О том, что Сундсвалль отменяется, Красносёлов сам объявил за завтраком в кают-компании в день отхода, когда все уже были на борту. Просто поставил перед фактом, не вдаваясь в причины.
На какое-то время народ оторопел.
— Ну и правильно, — первым нарушил тишину звонкий голос третьего механика. — Что мы у этих шведов забыли? От них с петровских времён одна только головная боль. Побили их один раз, и хватит.

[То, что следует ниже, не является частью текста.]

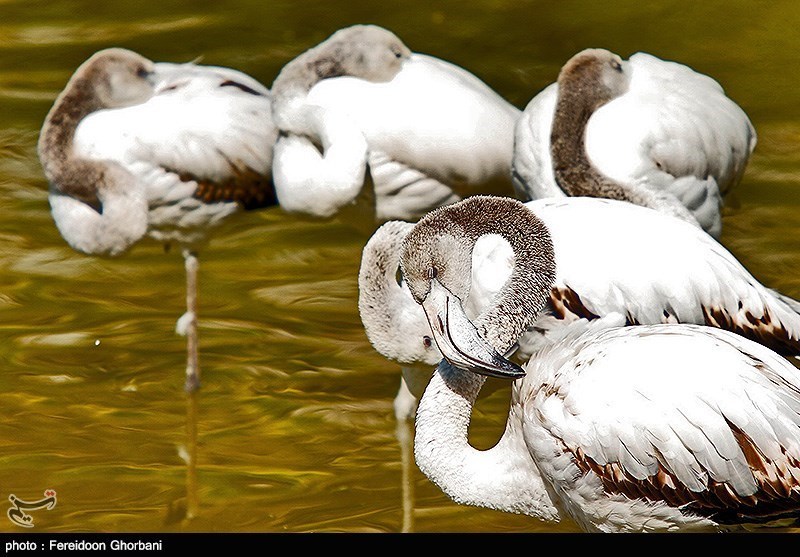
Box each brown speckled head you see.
[400,195,555,353]
[38,48,155,207]
[271,25,411,103]
[558,48,630,111]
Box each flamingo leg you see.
[177,249,200,393]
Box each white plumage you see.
[39,48,277,389]
[273,26,520,222]
[513,48,757,237]
[401,194,800,532]
[359,197,800,419]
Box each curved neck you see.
[550,87,700,226]
[550,85,631,201]
[38,73,103,205]
[467,202,555,354]
[358,221,442,366]
[50,164,148,256]
[414,362,560,521]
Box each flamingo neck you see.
[468,203,555,354]
[414,362,560,521]
[550,90,631,201]
[550,89,700,226]
[38,77,108,210]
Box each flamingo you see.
[358,197,800,420]
[512,49,757,238]
[271,25,521,224]
[401,197,800,532]
[38,48,277,391]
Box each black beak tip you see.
[472,359,525,381]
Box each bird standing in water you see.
[38,48,277,391]
[401,197,800,532]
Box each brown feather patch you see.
[702,306,800,356]
[562,423,800,524]
[166,167,278,210]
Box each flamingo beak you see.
[422,278,525,379]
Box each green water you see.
[0,0,800,532]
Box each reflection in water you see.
[395,420,415,532]
[185,391,200,522]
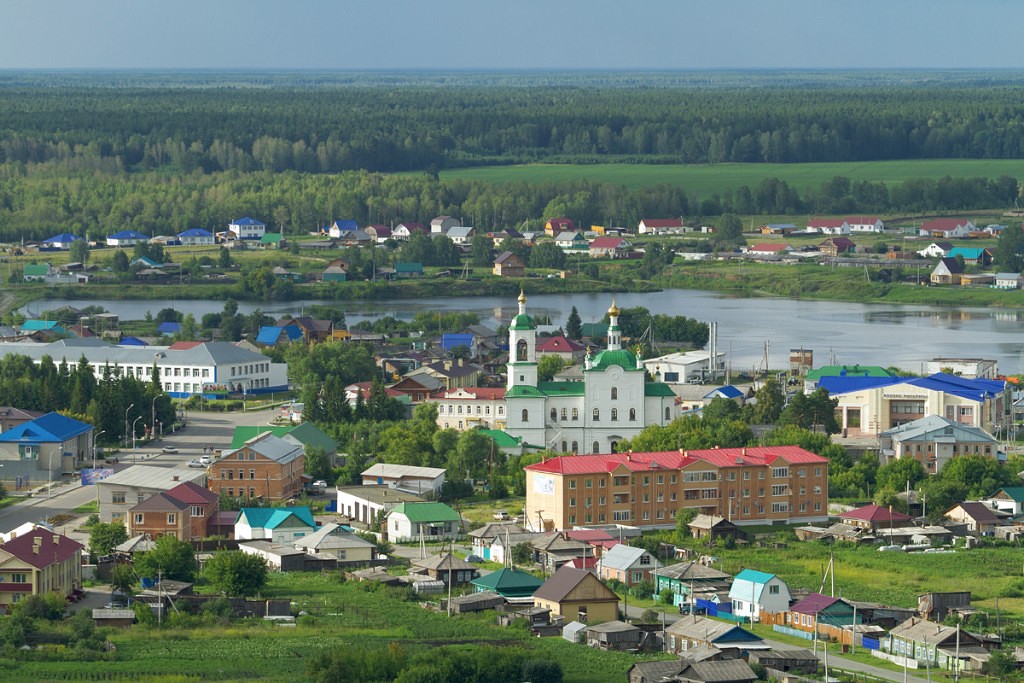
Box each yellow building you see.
[0,526,82,608]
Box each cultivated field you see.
[441,159,1024,197]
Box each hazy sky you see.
[0,0,1024,70]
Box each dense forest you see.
[0,73,1024,241]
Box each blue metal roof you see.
[0,413,93,443]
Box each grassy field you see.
[441,159,1024,197]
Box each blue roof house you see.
[0,413,94,481]
[106,230,150,247]
[234,506,316,544]
[43,232,82,251]
[729,569,790,622]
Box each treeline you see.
[0,164,1018,244]
[8,83,1024,173]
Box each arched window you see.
[515,339,526,360]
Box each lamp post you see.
[125,403,135,449]
[131,415,142,460]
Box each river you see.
[22,290,1024,374]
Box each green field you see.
[441,159,1024,197]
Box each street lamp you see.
[125,403,135,449]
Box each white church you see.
[505,294,676,453]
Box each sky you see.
[0,0,1024,71]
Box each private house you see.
[665,604,765,658]
[919,218,977,240]
[637,218,686,234]
[382,503,462,543]
[597,543,662,586]
[391,221,430,242]
[729,569,790,622]
[178,227,217,247]
[555,230,590,254]
[818,238,857,256]
[430,216,462,234]
[470,567,544,600]
[653,561,732,606]
[433,387,505,431]
[544,218,575,238]
[93,465,207,526]
[360,463,447,496]
[227,216,266,241]
[807,218,850,234]
[776,593,863,636]
[234,506,316,545]
[880,415,999,474]
[494,251,526,278]
[590,238,633,258]
[292,522,377,566]
[918,242,953,258]
[946,247,992,266]
[746,242,793,256]
[846,216,886,232]
[945,501,1001,537]
[984,486,1024,517]
[413,553,479,586]
[992,272,1024,290]
[0,526,82,609]
[839,504,913,533]
[880,616,988,671]
[537,334,587,365]
[207,433,306,503]
[524,445,828,529]
[41,232,82,251]
[0,413,95,481]
[444,225,476,247]
[818,373,1010,436]
[106,230,150,247]
[0,338,288,398]
[338,480,424,526]
[534,566,618,624]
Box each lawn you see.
[441,159,1024,197]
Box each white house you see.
[846,216,886,232]
[362,463,447,496]
[234,506,316,545]
[178,227,216,247]
[597,543,662,586]
[729,569,790,622]
[384,503,462,543]
[227,216,266,240]
[106,230,150,247]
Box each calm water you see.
[22,290,1024,374]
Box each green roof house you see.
[386,503,462,543]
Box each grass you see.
[441,159,1024,197]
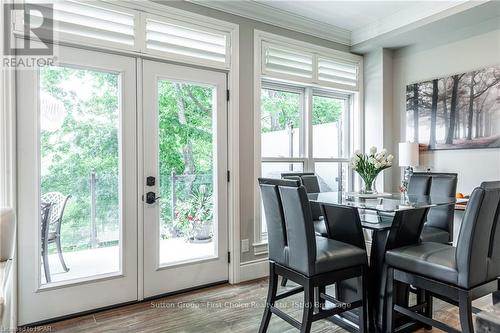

— Мы их побили, — возразил электромеханик Лайнер, — а теперь они вон как живут, а мы…
— А чего вы хотели, Борис Исаакович? — изгалялся Сикорский. — За победы приходится платить. Мы за славу Родины ничего не пожалеем.
— Во-во, даже последних портков. Я три года в отпуске не был…
— Что так? — вступил в разговор второй помощник Грибач, бесцеремонный и заносчивый молодой человек, у которого были какие-то высокие связи.
— А не хочу на берег, не могу там ни на что глядеть! Мне непонятно, как можно унижать людей этой грязью и вонью, которая у нас везде! Как можно столько времени терпеть такое!
Над Лайнером открыто насмехались, особенно часто Грибач, но тот словно не понимал, на любые приколы отвечал обстоятельно и серьезно.